Good job!

We have learned the following measures of central tendency:

**arithmetic mean** – the sum of all values divided by the total number of items in a dataset,
**median** – the middle point of a dataset,
**mode** – the most common value in a dataset.

Keep in mind that all these measures are **human-made**. Most measures you know from school (like the formula for the area of a triangle or the perimeter of a circle) describe how the world works: the formulas can be **verified**. Statistical measures are different: they are just **heuristics**, or experimental tools, that people found useful for summarizing data.

Let's recap what we learned. The **arithmetic mean** is the **most commonly** used measure of the three.
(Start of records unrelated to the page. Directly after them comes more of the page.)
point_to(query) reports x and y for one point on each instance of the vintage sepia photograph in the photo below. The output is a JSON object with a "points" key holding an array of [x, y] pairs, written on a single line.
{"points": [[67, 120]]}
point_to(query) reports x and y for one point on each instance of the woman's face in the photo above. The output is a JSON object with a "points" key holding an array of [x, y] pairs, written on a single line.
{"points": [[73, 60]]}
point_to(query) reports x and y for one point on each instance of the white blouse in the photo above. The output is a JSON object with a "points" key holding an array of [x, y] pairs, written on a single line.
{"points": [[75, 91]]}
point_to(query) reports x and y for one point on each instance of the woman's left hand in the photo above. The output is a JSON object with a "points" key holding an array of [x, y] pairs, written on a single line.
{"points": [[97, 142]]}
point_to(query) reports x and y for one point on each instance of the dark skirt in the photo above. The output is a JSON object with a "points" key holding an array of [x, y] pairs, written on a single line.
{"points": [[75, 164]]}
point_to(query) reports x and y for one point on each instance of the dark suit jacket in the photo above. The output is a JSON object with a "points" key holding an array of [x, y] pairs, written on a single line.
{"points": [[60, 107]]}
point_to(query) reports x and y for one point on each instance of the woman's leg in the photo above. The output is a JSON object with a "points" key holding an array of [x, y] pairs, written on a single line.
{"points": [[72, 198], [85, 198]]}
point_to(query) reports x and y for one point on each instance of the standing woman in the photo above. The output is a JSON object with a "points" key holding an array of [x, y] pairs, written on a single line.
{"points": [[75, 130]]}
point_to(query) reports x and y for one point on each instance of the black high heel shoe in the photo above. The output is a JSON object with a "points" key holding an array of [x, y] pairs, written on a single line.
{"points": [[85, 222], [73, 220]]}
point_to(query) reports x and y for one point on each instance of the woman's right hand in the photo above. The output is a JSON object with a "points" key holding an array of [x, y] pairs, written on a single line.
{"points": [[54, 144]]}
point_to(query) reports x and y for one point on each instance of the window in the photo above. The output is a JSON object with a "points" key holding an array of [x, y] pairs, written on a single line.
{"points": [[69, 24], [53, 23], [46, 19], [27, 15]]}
It is important because it can be reliably estimated from the sample with inferential statistics methods.Unlike the arithmetic mean, the **median** is a **good measure of central tendency** for datasets with **extreme values**. Finally, the **mode** is the **least frequently** used method. It is mostly used for **non-numerical data**, where you can't compute the arithmetic mean or median.

Looking at the mean and median of a dataset, you can identify patterns without actually seeing the histogram:

**MEDIAN = MEAN** – the histogram is symmetric (both sides have the same number of equally distributed elements).
**MEDIAN < MEAN** – the histogram is skewed right, so the median is situated on the left side of the mean.
**MEDIAN > MEAN** – the histogram is skewed left, so the median is on the right side of the mean.